The process terminates when:
- All molecules in the set can be purchased (successful termination).
- The search reaches the maximum depth, or the decomposition fails (unsuccessful termination).

2. Designing the Environment for the LightZero Framework

The LightZero framework supports training with AlphaZero and MuZero. To integrate the retrosynthesis problem, the MDP must be implemented as an interactive environment. Below are the design suggestions:

(1) Environment Interface

The environment should implement LightZero's standard interface（you can start from this env）, with the following core functions:

reset(): Initializes the environment and returns the initial state (the target molecule S₀).
step(action): Executes an action, returning the new state, reward, termination flag, and additional information.
render(): Visualizes the current state (e.g., the decomposition tree).
get_legal_actions(state): Returns the list of valid actions for the current state.

(2) State Representation

Use Graph Neural Networks (GNNs) or other molecular feature extraction methods to represent molecules as feature vectors.
The state can include the entire decomposition tree, tracking both the current molecule set and the decomposition history.

(3) Dynamic Action Space

The action space is dynamic and varies with the state. For each molecule, the chemical model B generates a list of applicable reaction rules.
Actions can be encoded as tuples (molecule index, reaction rule index).
To reduce computational overhead:
- Cache the outputs of the chemical model B to avoid redundant calculations.
- Use pretrained molecular models to predict valid reaction rules efficiently.

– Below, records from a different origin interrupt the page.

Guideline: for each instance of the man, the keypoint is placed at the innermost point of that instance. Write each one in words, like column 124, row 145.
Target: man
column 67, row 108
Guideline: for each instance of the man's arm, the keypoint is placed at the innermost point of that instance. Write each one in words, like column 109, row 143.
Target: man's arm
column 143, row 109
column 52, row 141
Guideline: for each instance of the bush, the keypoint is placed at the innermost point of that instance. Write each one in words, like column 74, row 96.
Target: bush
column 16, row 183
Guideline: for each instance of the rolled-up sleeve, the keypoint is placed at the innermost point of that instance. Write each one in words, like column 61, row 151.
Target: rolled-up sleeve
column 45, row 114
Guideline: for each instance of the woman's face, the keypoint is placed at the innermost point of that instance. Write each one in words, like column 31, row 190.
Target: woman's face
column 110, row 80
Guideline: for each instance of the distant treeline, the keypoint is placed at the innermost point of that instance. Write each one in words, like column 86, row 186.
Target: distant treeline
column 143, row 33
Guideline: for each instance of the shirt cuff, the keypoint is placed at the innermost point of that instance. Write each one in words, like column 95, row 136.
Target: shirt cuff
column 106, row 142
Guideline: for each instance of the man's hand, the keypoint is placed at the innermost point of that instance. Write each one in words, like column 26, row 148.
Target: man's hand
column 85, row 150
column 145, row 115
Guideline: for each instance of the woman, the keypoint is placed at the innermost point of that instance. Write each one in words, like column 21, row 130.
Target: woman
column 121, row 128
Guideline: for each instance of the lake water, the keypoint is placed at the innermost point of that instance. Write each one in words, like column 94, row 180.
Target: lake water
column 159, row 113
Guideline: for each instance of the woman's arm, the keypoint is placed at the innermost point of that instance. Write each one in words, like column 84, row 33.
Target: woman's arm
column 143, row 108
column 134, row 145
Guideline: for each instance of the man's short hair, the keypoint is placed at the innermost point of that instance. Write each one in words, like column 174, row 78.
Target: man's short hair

(4) State Transition Logic

When a reaction rule is applied, the chemical model B generates precursor molecules, and the state is updated accordingly.
If the precursor molecules are known to be purchasable, they are marked as "leaf nodes."
Potential challenges:
- State-space explosion: The depth and breadth of the search tree can grow rapidly.
- Solutions:
  - Limit the maximum search depth and terminate the search if the limit is reached.
  - Introduce heuristic methods (e.g., prioritizing high-probability reaction rules) to reduce invalid searches.

(5) Reward Design

The reward function should balance pathway efficiency and search cost. For example:
- Assign a positive reward (+R) if all molecules can be purchased.
- Assign a negative reward (-R) if the maximum search depth is reached without success.
- Penalize each reaction step with a small negative reward (e.g., -0.1) to encourage shorter pathways.
Additional considerations:
- In some cases, decomposing a molecule generates multiple new molecules (e.g., S₁ and S₂), and the solution depends on successfully decomposing all of them.
- Solutions:
  - Use a decomposition tree to track the status of each molecule.
  - Process molecules iteratively or recursively until all are decomposed into purchasable molecules or the termination condition is met.

3. Generating Multiple Reference Pathways

The LightZero framework can generate multiple reference pathways by:

Running the Monte Carlo Tree Search (MCTS) multiple times during inference and recording different search results.
Scoring each pathway (e.g., based on pathway length or decomposition quality) and returning the top-ranked pathways as references.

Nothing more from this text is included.